According to a recent estimate (2006), broadly the measured economic output of the entire world was about $ 47 trillion; the total market capitalisation of the world stock markets was $ 51 trillion; the total value of domestic and International bonds was $ 68 trillion and the total value of derivatives outstanding was $ 473 trillion – which is ten times the size of the economic output of the entire world.

Further this finance capital is moving globally with an unbridled swing creating impacts on a massive scale- if the recent and ongoing economic crisis is any example. It raises questions on achievement in human development- which need to be defined with a view to workable answers.
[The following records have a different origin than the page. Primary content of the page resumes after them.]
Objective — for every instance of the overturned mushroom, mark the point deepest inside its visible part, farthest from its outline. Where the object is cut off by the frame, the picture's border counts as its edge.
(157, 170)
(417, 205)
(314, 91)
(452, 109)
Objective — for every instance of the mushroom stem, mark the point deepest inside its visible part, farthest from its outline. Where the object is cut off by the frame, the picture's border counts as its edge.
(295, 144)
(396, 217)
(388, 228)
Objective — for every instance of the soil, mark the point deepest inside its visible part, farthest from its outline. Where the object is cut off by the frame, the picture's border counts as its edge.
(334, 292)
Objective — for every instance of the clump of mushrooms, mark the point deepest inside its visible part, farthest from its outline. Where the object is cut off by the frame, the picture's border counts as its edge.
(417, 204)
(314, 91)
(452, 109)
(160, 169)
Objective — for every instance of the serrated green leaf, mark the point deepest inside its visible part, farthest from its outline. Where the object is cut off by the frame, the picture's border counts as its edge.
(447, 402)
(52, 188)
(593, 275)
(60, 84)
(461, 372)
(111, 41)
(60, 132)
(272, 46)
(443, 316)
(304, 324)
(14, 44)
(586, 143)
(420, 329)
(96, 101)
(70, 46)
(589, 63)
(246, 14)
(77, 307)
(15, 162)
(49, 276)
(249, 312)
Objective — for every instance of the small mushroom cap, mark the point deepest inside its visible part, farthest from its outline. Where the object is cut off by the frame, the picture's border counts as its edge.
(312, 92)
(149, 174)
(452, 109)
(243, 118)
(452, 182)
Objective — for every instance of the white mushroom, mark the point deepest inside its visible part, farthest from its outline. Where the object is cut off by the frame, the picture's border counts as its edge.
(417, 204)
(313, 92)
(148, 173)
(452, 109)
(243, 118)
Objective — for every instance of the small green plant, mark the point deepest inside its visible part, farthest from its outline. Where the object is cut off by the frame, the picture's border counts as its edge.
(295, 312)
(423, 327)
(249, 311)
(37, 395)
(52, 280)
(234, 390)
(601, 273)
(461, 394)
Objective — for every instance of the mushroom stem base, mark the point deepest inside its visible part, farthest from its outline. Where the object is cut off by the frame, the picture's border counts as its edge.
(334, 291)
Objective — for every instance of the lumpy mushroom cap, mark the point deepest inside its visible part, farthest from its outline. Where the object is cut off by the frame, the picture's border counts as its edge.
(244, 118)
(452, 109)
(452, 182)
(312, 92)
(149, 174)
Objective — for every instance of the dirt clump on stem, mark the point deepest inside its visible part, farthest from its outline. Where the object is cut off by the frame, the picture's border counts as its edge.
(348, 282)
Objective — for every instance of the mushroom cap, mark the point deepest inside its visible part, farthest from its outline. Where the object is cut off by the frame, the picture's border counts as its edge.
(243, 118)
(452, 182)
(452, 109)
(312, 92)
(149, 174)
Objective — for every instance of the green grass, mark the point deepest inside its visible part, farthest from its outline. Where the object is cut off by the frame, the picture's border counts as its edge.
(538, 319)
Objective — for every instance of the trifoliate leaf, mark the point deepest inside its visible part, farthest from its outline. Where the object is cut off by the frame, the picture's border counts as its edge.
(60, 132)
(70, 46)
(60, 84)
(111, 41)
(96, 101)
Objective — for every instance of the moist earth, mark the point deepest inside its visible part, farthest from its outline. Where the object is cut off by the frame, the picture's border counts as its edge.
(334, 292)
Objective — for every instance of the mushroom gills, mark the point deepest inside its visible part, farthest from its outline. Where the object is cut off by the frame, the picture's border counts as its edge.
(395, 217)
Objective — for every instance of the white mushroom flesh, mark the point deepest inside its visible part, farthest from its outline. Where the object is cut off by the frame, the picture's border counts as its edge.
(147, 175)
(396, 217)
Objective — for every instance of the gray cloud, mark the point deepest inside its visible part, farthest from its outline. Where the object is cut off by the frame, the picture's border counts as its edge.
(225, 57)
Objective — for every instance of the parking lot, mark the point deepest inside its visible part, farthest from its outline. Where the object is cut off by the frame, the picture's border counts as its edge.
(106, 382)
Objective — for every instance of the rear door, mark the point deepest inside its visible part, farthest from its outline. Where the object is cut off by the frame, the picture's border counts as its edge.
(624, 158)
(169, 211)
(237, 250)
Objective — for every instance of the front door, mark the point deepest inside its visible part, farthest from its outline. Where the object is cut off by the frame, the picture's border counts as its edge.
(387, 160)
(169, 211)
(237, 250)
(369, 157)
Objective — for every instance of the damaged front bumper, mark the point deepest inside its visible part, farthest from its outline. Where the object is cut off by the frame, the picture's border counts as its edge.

While the link between the spillovers of global capital and financing for human development is methodologically and pragmatically challenging, the possibilities must be explored. The challenges of finding solutions that work are enormous, if the answers which are ideational or normative are to be avoided. The programme plans to critically analyse the northern and southern financial agents, both state and non-state, for the impact their actions and policies create on the domestic and foreign economies.

The present economic crisis also blurs the division between citizens in the North and South as both parts of the globe find severely affected individuals relative to their social context. With a focus on national economies, the programme will attempt to analyse risk, capital and investment and link them to impacts which are distributed between the North and the South. The more specific objectives are as under:

The first objective of the Programme is to focus on the ongoing economic crisis and analyse the response of multilateral institutions particularly the IMF, which ostensibly represent a mutually agreed global governance agenda over national policy space of sovereign states. The meaning of policy space for developing economies and prudent financial regulation mechanisms will be explored and it’s relevance for growth in developing economies will be critically analysed. This will focus on the G 20, the IMF as well as instruments and benchmarks of global financial regulation such as the Basel Accords.

The second objective of the programme is to explore solutions towards reforms in the global (corporate) financial regulation. The impact and role of instruments of finance as they emerge from private bodies and interact with the state capital and public financial resources of sovereign states will be researched. This will be done with a view to combine perspectives of different stakeholders in international finance and to develop practical and workable insights. Perhaps some common line of thinking is contingent as opposed to a mutually hostile position between private financial institutions, governments and the academia. There has been a schism between academic and applied work in context of real world finance. If the prevalent theoretical models in finance are considered to have failed, revisions should be made to allow accounting for real world financial behavior. The programme will attempt to take stock of theoretical developments across disciplines with a view to locating the praxis in behavioral aspects of financial institutions.

The third objective is to study South Asian integration in the global economy with a view to understand the factors which can underscore wide scale human development in the region. This is in line with the established expertise of the Centre on South Asia. According to an estimate, if growth in South Asia accelerates to 10 percent a year, the region could see single digit poverty rates by 2015, other things being in place. The challenges related to investments and productivity depend critically on capital. In this context, the possibilities within regional cooperation in South Asia will be explored. Perhaps some type of capital financing as well as common markets can offer a bulwark against the volatile global capital, as also make available critical resources on more amenable terms. In the context of expenditure financing with capital flows from external sources to national economies, of which FDIs are a significant part, this research will examine the tradeoffs between capital flows from global markets versus a window built on regional cooperation in the South Asian framework.